Iceland’s geographical position a few degrees south of the Arctic Circle makes it very well placed to view the aurora borealis, commonly seen across the country between mid-August and mid-April. The strobing lights frequently appear in the skies above Reykjavik, but light pollution can make them tricky to spot.
This evening tour with a private guide takes you out of the city to increase your chances of seeing a display in the inky-black sky. Your guide will also help you to understand the science behind the lights and give you tips on how best to photograph them.
You’ll be collected from your hotel in Reykjavík at 9pm on the evening of your tour and venture out of the city with your private guide. During the tour, you’ll have plenty of opportunity to get out of your vehicle and explore on foot.
Once your guide has found a suitable spot to stop and look for the lights, you’ll get out and wait. Solar activity is never guaranteed and it may take some time before the lights appear.
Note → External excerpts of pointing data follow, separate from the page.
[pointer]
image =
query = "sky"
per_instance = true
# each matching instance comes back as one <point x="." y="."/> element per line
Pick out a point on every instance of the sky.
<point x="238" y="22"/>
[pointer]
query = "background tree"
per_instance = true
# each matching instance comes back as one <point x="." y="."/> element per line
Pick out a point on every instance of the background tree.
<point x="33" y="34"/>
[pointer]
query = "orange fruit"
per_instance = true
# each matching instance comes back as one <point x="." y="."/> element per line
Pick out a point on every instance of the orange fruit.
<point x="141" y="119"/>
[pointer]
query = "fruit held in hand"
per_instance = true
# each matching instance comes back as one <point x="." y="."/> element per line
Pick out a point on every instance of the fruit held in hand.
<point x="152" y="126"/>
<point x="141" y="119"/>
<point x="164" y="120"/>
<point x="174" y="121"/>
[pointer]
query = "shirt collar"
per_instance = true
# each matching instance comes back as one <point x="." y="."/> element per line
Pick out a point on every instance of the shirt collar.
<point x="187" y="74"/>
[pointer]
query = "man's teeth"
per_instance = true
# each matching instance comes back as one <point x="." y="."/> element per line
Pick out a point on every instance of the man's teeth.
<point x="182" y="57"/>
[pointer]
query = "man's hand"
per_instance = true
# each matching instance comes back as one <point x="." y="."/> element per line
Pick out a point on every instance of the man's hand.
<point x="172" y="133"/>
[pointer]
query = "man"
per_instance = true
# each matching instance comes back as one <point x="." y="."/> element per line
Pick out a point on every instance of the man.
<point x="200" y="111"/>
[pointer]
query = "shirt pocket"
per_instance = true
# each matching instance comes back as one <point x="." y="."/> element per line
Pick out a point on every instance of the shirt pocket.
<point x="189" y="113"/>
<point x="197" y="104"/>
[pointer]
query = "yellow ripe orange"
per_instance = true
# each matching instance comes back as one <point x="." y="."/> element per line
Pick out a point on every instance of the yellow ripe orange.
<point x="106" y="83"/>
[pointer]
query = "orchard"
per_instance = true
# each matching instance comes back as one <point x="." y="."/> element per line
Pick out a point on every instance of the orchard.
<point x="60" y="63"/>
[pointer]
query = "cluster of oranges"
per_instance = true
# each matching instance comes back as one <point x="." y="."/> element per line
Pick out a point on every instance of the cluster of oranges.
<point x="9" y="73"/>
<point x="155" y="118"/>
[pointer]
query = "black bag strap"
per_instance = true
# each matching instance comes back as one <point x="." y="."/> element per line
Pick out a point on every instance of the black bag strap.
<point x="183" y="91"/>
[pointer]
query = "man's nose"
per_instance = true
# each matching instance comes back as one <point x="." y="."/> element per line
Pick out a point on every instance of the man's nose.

Depending on aurora activity, the lights may appear as a long, cloud-like arch across the sky, or you may see more defined, ribbon-like layers with distinct neon-green and purple hues. Your guide will point out the first signs of the lights and explain what causes this unusual celestial activity.
Using images captured on their digital SLR camera, your guide will help explain the structure of the aurora and demonstrate their vibrancy and complexity.
If you wish to photograph the northern lights yourself, we recommend bringing an SLR camera and tripod — it’s very difficult to capture them on a phone or compact camera. Your guide can give you tips on photographing the aurora, including how to get the optimum settings on your camera.
Hot chocolate is provided during the evening to help keep you warm. Patience and flexibility are essential on this tour. If the weather is bad, cloudy skies are forecast, or solar activity is low, the tour may be canceled or postponed to the following evening.
You’ll return to your hotel in Reykjavik at about 1am.